Nepal is safe for tourists, says noted mountaineer
Kathmandu, April 27:
George Band, the first person to scale Mt Kanchanjunga, feels that Nepal is a safe destination for tourists. He hopes that the warring factions will be able to resolve the country’s pressing problems at the earliest.
“I seriously urge the government and the Maoists to resolve the problems soon since Nepal’s economy depends largely on foreign visitors and tourists,” Band told The Himalayan Times. Nepalis, according to him, are very ‘welcoming’ and he is looking forward to celebrating the fiftieth anniversary of the first ascent of 8586-metre high mountain.

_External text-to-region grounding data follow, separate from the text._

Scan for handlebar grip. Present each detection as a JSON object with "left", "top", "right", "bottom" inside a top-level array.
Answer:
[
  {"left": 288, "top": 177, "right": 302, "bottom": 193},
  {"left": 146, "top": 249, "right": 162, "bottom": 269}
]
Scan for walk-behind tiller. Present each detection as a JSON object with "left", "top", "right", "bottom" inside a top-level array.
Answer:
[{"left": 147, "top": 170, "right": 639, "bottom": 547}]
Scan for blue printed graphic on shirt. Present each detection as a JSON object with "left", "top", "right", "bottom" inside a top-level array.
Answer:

“I feel very lucky to be physically fit at this age,” said the seventy-six-year-old mountaineer.
He is going on a three-week trekking to Kanchanjunga Base Camp on Saturday and will be back just in time for the celebration that is scheduled to begin from May 23-25. For him, the trek to Kanchanjunga will be a nostalgic journey.
Band, a British citizen, scaled the world’s third highest peak along with Joe Brown, Norman Hardy and Tony Streather, on May 25, 1955. However, they stopped short of climbing the top by twenty feet to respect the locals’ feelings.
A nine-member British expedition team led by Charles Evans went to Sikkim in 1955 and asked for the authorities’ permission to scale the peak.
Initially the rulers were reluctant to allow them to attempt the ‘holy’ peak but they ultimately agreed after the team members vowed not to conquer the summit.
Since the team climbed the peak from the North-West Face of Nepal, there was really no reason for them to seek Sikkim’s consent but they did so ‘out of respect’. The mountain was untouched for 22 years after the first ascent.
The Indian army’s expedition team, however, attempted the peak in 1977 but they too stopped short of the top. The third highest mountain lies on Nepal-India border in Taplejung district.
Band was the youngest team member of the 1953 Everest expedition team led by John Hunt but he did not conquer the summit.